Droning on about drones and consumerism



Drones. They are the future and the future is now. While they may have a reputation for being death machines often employed by the U.S. to perform (im)precise strikes in the Middle East, several companies around the globe are now looking to the flying devices as a means for delivering goods to consumers.

The big announcement came from Amazon following Black Friday, during which the company let it be known that they were seriously considering launching the use of drones for delivering small packages sometime in 2015. The service would be called Amazon Prime Air and would allow for same-day delivery of smaller items to customers.

In Amazon's announcement video, a customer is shown ordering something online and that order being swiftly fulfilled in the Amazon warehouse. The package is then picked up by a drone and is flown to the customer's backyard, where it drops the package off and promptly returns to the mothership.

According to Amazon's announcement, "The goal of this new delivery system is to get packages into customers' hands in 30 minutes or less using unmanned aerial vehicles."

Of course, Amazon CEO Jeffrey Bezos said the company was still in the early stages of figuring out the logistics of such a service. Those details include how to stop people from shooting down the drones, how to stop people from stealing the packages once they've been delivered and how to get the delivery boxes back to the warehouse.

Following Amazon's announcement, customs-charge happy delivery company DHL also announced they were looking into the use of drones for deliver, but used an example of delivering medicine to hospitals as a practical use. But while Amazon actually seems committed to making drone delivery a reality, DHL said they were just testing out the method and that there were no concrete plans in place to go ahead with it at this time. At least they get bonus points for opting away from using drones for either death or consumerism.

But back to Amazon, a company that is big enough and rich enough to make such an initiative a reality. Before drones begin to flood the skies, Amazon will have to seek FAA approval in the U.S. and will likely need to receive some sort of approval from Transport Canada within our borders.

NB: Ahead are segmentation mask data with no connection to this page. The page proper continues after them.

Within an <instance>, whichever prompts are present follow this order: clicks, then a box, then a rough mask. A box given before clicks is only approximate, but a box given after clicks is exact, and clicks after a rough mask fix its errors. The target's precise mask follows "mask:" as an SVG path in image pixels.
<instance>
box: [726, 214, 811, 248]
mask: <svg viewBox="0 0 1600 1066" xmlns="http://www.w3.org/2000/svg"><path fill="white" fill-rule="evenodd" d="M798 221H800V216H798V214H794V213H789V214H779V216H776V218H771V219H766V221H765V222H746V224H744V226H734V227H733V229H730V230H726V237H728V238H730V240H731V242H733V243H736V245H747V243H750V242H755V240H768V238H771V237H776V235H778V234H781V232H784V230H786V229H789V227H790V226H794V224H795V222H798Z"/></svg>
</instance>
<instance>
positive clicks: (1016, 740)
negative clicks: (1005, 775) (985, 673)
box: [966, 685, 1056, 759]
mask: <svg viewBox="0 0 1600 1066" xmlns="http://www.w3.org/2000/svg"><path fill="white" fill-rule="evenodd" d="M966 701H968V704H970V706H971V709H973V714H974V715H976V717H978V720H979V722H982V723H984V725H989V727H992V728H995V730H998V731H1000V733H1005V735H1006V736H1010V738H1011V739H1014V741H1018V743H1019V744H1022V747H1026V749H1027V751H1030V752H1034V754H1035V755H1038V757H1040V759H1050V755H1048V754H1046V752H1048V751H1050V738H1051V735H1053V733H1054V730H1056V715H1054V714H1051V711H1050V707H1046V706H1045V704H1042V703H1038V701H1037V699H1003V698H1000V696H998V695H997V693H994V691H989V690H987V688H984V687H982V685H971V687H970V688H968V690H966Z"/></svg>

In Canada, laws surrounding the use of drones are vague at best and many enthusiasts have taken up the hobby of modifying and flying drones much like those with model helicopters or airplanes. Indeed, Canadians can purchase drones online or at specialty stores right now and take them out for a test spin. A quick visit to YouTube shows numerous videos of people experimenting with modified homebrew drones. In fact, one of my colleagues has a dad who's very much into tinkering with drones and he's threatened to test out his own delivery methods by flying a pizza from Surrey to Delta. This is real life, folks.

I'm pretty weary about the whole idea as the conspiracy theorist in me wonders what's to stop spying, attacks and thefts via drones. Sure it would be nice to have my book order arrive in 30 minutes, but not at the cost of also having eyes (police or not) in the sky watching every move I make. But hey, that's just me.

But for now, the skies remain largely drone free. Until very recently we haven't had to worry about airspace traffic or anything clogging up the skies, apart from the odd helium balloon or kites.

Now, what once might have seemed like something out of science fiction is very quickly becoming a reality, thanks to consumerism.